Le numérique peut-il réellement transformer le destin économique des artisans béninois ? Dans un mémoire de master soutenu à l’Enstic-Uac, René Atcha apporte une réponse fondée sur des données de terrain.
Le travail de René Atcha a reçu un accueil enthousiaste : mention très bien, une note de 17/20 décernée par le jury présidé par le professeur Raphaël Yebou, directeur-adjoint de l’Enstic Uac, avec comme membres Dr Laurent de-Laure Faton et Jean-Claude Kouagou.
René Atcha s’est intéressé aux effets concrets du programme BeniBiz sur les artisans de Bohicon. Il y aborde les réalités quotidiennes de femmes et d’hommes qui tentent de faire grandir leurs activités grâce au numérique. Ces artisans, parfois sans aucune maîtrise préalable des outils digitaux, ont appris à promouvoir leurs produits sur les plateformes numériques.
Pour conduire son étude intitulée « Contribution du programme BeniBiz au développement socio-économique des artisans de Bohicon de 2019 à 2025 », l’impétrant a adopté une approche méthodologique mixte. Son enquête a mobilisé 115 artisans bénéficiaires du programme, complétée par des entretiens avec plusieurs acteurs impliqués dans sa mise en œuvre. Ce croisement des données quantitatives et qualitatives lui a permis d’évaluer avec précision les changements intervenus dans les pratiques professionnelles des bénéficiaires.

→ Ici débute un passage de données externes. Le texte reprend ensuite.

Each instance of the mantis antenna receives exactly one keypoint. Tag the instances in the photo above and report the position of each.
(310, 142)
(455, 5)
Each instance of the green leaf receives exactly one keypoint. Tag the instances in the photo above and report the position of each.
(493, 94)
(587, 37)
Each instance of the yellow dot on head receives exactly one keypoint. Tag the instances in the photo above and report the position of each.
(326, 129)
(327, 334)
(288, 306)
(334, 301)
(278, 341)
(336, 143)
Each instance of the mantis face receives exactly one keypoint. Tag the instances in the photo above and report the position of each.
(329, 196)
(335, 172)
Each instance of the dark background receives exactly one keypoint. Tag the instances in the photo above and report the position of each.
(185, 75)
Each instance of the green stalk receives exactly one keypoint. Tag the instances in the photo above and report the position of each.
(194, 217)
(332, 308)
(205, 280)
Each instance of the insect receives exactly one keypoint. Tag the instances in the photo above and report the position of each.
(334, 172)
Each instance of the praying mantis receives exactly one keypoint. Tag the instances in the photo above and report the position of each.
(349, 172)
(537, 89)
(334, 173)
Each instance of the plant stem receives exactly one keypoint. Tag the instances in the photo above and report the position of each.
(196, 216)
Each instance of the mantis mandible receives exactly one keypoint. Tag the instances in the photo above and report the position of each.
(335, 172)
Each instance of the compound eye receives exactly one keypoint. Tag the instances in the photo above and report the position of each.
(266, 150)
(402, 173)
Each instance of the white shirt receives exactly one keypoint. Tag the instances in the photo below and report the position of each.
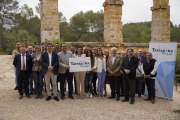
(22, 61)
(153, 72)
(113, 58)
(50, 58)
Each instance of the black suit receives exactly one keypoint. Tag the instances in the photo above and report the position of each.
(129, 80)
(45, 62)
(23, 76)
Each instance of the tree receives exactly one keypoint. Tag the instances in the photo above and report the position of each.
(79, 25)
(8, 9)
(26, 11)
(61, 17)
(38, 9)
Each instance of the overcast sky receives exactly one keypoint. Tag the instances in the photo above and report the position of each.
(133, 10)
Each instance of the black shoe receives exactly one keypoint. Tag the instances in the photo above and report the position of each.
(132, 102)
(48, 98)
(125, 100)
(95, 93)
(111, 97)
(56, 98)
(117, 99)
(62, 97)
(71, 97)
(16, 88)
(122, 95)
(28, 96)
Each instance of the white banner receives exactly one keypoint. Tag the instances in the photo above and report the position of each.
(80, 64)
(165, 54)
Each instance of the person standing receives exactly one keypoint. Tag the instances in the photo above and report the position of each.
(149, 69)
(15, 52)
(129, 65)
(89, 75)
(43, 47)
(114, 71)
(123, 54)
(94, 75)
(139, 78)
(37, 71)
(142, 59)
(31, 78)
(49, 61)
(26, 44)
(100, 65)
(23, 64)
(74, 53)
(80, 75)
(64, 72)
(106, 53)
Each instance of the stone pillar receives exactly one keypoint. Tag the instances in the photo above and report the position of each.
(112, 21)
(160, 26)
(49, 20)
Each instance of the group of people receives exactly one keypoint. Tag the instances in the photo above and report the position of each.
(126, 73)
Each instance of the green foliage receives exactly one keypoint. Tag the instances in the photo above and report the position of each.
(137, 32)
(2, 52)
(178, 61)
(12, 36)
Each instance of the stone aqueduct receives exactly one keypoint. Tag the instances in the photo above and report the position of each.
(160, 28)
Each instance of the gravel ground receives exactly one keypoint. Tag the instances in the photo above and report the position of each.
(11, 108)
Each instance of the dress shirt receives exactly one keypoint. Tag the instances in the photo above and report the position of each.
(22, 61)
(130, 58)
(50, 58)
(113, 58)
(153, 72)
(67, 60)
(102, 64)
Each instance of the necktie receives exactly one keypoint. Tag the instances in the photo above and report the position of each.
(23, 63)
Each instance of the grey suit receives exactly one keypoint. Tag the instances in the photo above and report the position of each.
(64, 73)
(114, 79)
(63, 62)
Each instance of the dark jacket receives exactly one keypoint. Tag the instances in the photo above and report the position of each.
(130, 65)
(17, 64)
(143, 58)
(45, 62)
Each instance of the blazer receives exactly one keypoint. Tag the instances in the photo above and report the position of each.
(45, 62)
(62, 61)
(98, 64)
(143, 58)
(116, 67)
(17, 64)
(130, 65)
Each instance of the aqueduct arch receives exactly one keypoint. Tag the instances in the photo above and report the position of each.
(160, 28)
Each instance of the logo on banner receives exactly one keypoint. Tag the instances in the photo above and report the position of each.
(81, 64)
(163, 51)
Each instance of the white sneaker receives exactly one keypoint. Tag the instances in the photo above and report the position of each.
(87, 95)
(91, 95)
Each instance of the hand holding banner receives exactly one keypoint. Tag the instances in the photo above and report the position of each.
(81, 64)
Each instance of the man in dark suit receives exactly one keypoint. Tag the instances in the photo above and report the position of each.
(142, 59)
(23, 64)
(49, 61)
(129, 65)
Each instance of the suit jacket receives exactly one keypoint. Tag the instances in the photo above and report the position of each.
(98, 64)
(45, 62)
(17, 64)
(62, 61)
(116, 67)
(143, 58)
(130, 65)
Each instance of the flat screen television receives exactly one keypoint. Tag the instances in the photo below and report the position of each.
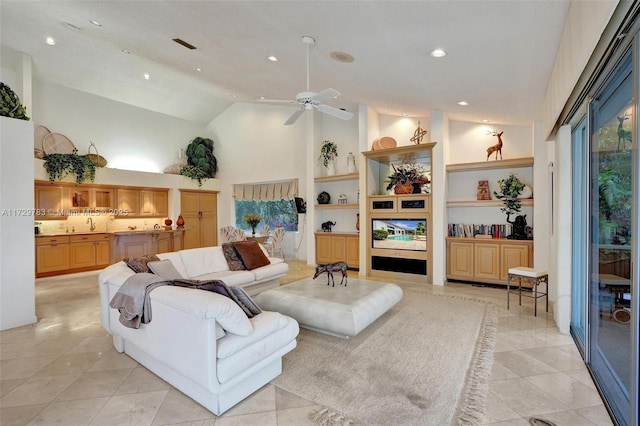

Les résultats présentés devant le jury montrent que les formations dispensées dans le cadre du programme ont permis à de nombreux artisans de s’approprier des outils tels que WhatsApp Business, Facebook, TikTok ou Canva. Désormais, certains exposent leurs créations en ligne, communiquent directement avec leurs clients, développent leur visibilité et enregistrent une progression de leur clientèle. Pour beaucoup, le téléphone portable n’est plus seulement un moyen de communication. Il est devenu un véritable outil de travail et un levier de croissance économique.
Mais le mémoire met également en évidence les fragilités qui menacent la pérennité de ces acquis. Par exemple, l’absence d’un véritable mécanisme de suivi après les formations réduit progressivement les effets du programme. À cela s’ajoutent les difficultés d’accès à certains équipements numériques, les disparités dans les niveaux d’alphabétisation ainsi que les contraintes liées au genre, qui empêchent encore plusieurs bénéficiaires d’exploiter pleinement les compétences acquises.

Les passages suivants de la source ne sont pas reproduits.